Register a state change callback to detect when the session transitions from speaking to listening. The session state machine manages transitions automatically — when VAD detects user speech during the speaking state, the session transitions to listening and fires the callback. This callback is the integration point where your application cancels the current SayHandle and prepares to process the new user input.

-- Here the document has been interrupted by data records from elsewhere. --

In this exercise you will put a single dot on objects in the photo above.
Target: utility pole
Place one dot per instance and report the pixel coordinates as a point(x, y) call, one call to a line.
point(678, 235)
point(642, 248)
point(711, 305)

var currentHandle session.SayHandle
sess.OnStateChanged(func(state session.SessionState) {
switch state {
case session.SessionStateListening:
// User started speaking; cancel agent playback if active
if currentHandle != nil {
if err := currentHandle.Cancel(); err != nil {
log.Printf("cancel handle: %v", err)
}
currentHandle = nil
}
case session.SessionStateSpeaking:
log.Println("Agent is speaking")
case session.SessionStateProcessing:
log.Println("Processing user input")
}
})

Combine speaking, state monitoring, and handle management into a complete interruption-aware conversation loop. The agentSpeak function stores the handle for the state change callback to access, then blocks until either the utterance completes normally or the user interrupts. Treating interruption as a normal event (returning nil) rather than an error ensures the conversation loop continues naturally.

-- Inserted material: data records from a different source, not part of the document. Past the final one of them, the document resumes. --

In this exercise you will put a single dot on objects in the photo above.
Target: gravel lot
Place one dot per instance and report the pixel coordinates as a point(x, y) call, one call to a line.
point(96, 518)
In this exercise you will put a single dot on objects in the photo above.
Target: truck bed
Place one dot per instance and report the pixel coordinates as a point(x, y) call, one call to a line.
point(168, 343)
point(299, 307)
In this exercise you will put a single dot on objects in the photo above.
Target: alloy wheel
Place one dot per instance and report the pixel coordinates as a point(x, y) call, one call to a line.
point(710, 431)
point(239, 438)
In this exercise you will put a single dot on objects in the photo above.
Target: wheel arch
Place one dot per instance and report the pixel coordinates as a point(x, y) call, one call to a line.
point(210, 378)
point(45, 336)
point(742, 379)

func agentSpeak(ctx context.Context, sess session.VoiceSession, text string) error {
opts := session.SayOptions{AllowInterruptions: true}
handle, err := sess.SayWithOptions(ctx, text, opts)
if err != nil {
return fmt.Errorf("say: %w", err)
}
// Store handle for interruption callback
currentHandle = handle
// Wait for completion or interruption
if err := handle.WaitForPlayout(ctx); err != nil {
// Playout was interrupted; this is expected behavior
log.Println("Playback interrupted by user")
return nil
}
currentHandle = nil
return nil
}

For more reliable interruption detection, add a VAD provider to the session. VAD detects user speech at the audio level, which is faster and more reliable than waiting for STT to produce a transcript. This matters for interruptions because STT needs several hundred milliseconds of audio to generate even a partial transcript, while VAD can detect speech onset in a single audio frame (typically 20-30ms). The faster detection means the agent stops speaking sooner, creating a more natural interaction.

import (
"github.com/lookatitude/beluga-ai/voice/vad"
_ "github.com/lookatitude/beluga-ai/voice/vad/providers/silero"
)
func main() {
ctx := context.Background()
vadProvider, err := vad.NewProvider(ctx, "silero", vad.DefaultConfig(),
vad.WithThreshold(0.5),
)
if err != nil {
log.Fatalf("create VAD: %v", err)
}
sess, err := session.NewVoiceSession(ctx,
session.WithSTTProvider(sttProvider),
session.WithTTSProvider(ttsProvider),
session.WithVADProvider(vadProvider),
session.WithConfig(session.DefaultConfig()),
)
if err != nil {
log.Fatalf("create session: %v", err)
}
// VAD-aware sessions automatically detect barge-in
// when AllowInterruptions is true
}

The voice session transitions between these states. The state machine enforces valid transitions and prevents race conditions — for example, the session cannot transition from initial directly to speaking, which would bypass the listening phase:

initial ──▶ listening ──▶ processing ──▶ speaking ──▶ listening
▲ │
│ (interruption) │
└────────────────────────────────────────┘

When AllowInterruptions is enabled and the user speaks during the speaking state, the session transitions directly to listening, triggering the OnStateChanged callback. This shortcut transition is the mechanism that enables barge-in.

  1. Start the session and trigger Say with AllowInterruptions: true.
  2. While the agent is speaking, begin speaking yourself (or send audio via ProcessAudio).
  3. Confirm that OnStateChanged fires with SessionStateListening.
  4. Confirm that SayHandle.Cancel() stops playback immediately.
  5. Verify the agent processes your new input correctly.